In the presence of the Sun King:
In the mid-1990s, under Liberal prime minister Jean Chretien, there was the equivalent of 662 people employed on a full-time basis in the Privy Council Office, the bureaucracy that supports and advises the prime minister and his cabinet.
By 2010-11, that number swelled to 1,066, according to the office's annual performance reports.
During the same time, costs of running the office increased to $160 million from $79.7 million.
Every years thousands of tourists visit the national capital. There not being all that much to do in Ottawa they wander through the ByWard Market, get lost along Sparks Street and make a dutiful pilgrimage up Parliament Hill. Some even take the tour and walk through the Green Chamber itself, the fulcrum of Canadian democracy. When I took this rite of passage years ago one awestruck lady from Victoria remarked: "Wow. What power these people have."
Well, sort of.
The real power in Canada is not on Parliament Hill. Power lives in an elegant Second Empire building across the street, Langevin Block. It is here where the central organs of the Canadian state function: The Prime Minister's Office (PMO) and the Privy Council Office (PCO).
The former holds the minions of the Prime Minister. His enforcers, flacks and backroom operators who ensure that the will of the Canadian Sun King is carried out. The latter is the preserve of senior bureaucrats and high flyers destined for great things in the public service.
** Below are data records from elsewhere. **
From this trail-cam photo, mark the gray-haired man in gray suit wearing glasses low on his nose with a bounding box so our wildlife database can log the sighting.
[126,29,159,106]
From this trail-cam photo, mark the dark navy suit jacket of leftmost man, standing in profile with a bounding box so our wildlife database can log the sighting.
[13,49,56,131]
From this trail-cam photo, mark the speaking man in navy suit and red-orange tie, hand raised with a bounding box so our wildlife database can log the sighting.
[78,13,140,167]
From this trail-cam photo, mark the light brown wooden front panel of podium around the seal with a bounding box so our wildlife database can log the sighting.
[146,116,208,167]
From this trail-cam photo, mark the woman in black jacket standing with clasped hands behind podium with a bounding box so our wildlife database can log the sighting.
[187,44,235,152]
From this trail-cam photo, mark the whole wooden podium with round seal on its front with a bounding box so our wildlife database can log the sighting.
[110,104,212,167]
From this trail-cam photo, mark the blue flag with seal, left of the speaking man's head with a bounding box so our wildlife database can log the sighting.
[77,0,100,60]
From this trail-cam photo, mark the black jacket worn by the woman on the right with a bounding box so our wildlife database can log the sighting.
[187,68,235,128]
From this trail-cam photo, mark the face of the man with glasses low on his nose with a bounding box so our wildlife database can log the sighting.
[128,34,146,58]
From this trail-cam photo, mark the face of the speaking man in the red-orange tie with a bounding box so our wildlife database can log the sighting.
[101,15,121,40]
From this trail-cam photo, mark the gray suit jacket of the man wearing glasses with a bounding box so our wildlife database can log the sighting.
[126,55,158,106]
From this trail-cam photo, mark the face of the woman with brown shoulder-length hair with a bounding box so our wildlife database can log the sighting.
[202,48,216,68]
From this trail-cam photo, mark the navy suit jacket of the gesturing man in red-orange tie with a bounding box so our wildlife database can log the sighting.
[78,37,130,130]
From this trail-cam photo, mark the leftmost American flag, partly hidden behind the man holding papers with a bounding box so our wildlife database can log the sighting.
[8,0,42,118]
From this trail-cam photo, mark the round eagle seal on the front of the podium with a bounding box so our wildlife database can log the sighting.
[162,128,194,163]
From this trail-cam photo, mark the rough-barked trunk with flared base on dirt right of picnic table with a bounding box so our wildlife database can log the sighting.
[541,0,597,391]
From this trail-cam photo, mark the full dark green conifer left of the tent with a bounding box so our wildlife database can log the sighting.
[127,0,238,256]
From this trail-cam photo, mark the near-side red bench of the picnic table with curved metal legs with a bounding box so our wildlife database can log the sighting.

If the PMO represents the will of government, the PCO represents the how of government.
Dull stuff really. Politicians talking to bureaucrats about policy and politics. For most people the above description alone is a pretty surefire cure for insomnia. So far as people pay attention to politics in this country its not to the PMO and PCO, it is to Question Period. Whatever it's historical origins QP has long ago descended to the level of vulgar theatre.
Television is still the dominant news medium. It is how most people stay informed of current events. The internet appeals mostly to the young and the politically addicted. The former regard television news as an inefficient method of communication delivered at an arbitrary time. The latter find television news to be very thin gruel, preferring in years past magazines and newspapers. The young don't vote and the addicts have long ago made up their minds. This leaves the swing voters and their rabbit ears.
The sound bite, which has shrunk from about 30 seconds in the 1960s to 5 seconds today, is the principal method of political discourse in Canada. Typical TV news report: Backdrop of an entrance to Centre Block. Blow dried hack reports that the government came under fire today during Question Period. Clip shown of leading opposition MP yelling something at the government side. Second clip of a minister of the crown yelling something back. Third clip of the blow dried hack saying something ponderous though not terribly important.
Should time allow we'll also get the lobby shot or a scrum. The scrum seems to be dying out. All those reporters surrounding a politician is hazardous to everyone's health. It also makes the politicos especially touchy. All that sweating from the lights doesn't help. The lobby shot, with the pol standing at a microphone using Centre Block's interior Gothic glories as a backdrop, adds a certain gravitas to the bloviation.
This is but a small fraction of the politicking that goes on in Ottawa. Politics is in turn a small fraction of the wider and somewhat nebulous business of government. The posturing of pols does not sweep the streets, finance hospitals or ensure that the Army does not go into battle with another Ross Rifle. It's the bureaucrats and those under their direction that actually run government.
While this may cause discomfiture to those raised on notions of democratic supremacy, it is likely for the better. Most politicians have limited experience in administration and management. Their skill set lends itself to talking rather than doing. While the faults of bureaucracy are well known, they lie less in the men and women, many of whom are sincere individuals with great expertise in their fields. The problem is not the people, it's what we expect of them.
When the role of the government, at least at the federal level, was to deliver the mail, enforce some of the laws and keep the railroads from going bankrupt, the degree of governmental incompetence was kept to a reasonable minimum. Defence in those days being an Imperial responsibility, the blame could be easily shifted to London. Just as today the provinces blame the federal government for every surgery waiting list in the country.
Government long ago stopped just screwing up the mail deliveries. The modern Canadian public expects the government, not a specific level of government but just the nebulous abstraction called government, to educate, medicate, conserve, regulate and mediate every problem that confronts the nation. It is hard to imagine that a beaver fells a tree without the relevant department filing the relevant paperwork with the relevant official.
A small and highly focused government could be managed by talented amateurs (cabinet ministers) with the assistance of dedicated and low-key professionals (bureaucrats). A government that has become as complex and vast as ours requires, if it is to have even a modicum of coherence, professional management. To ensure that the bureaucrats are at least somewhat accountable to the elected power, the PMO has grown larger and larger. Partisan flacks monitoring grey paper-pushers.
When the welfare and regulatory state was first proposed one of its selling points was that it would bring democracy to capitalism, empowering the poor and middle class against the supposed malfeasors of wealth. Instead Big Government is crushing both democracy and capitalism under its own weight.
A Big PMO is the product of Big Government.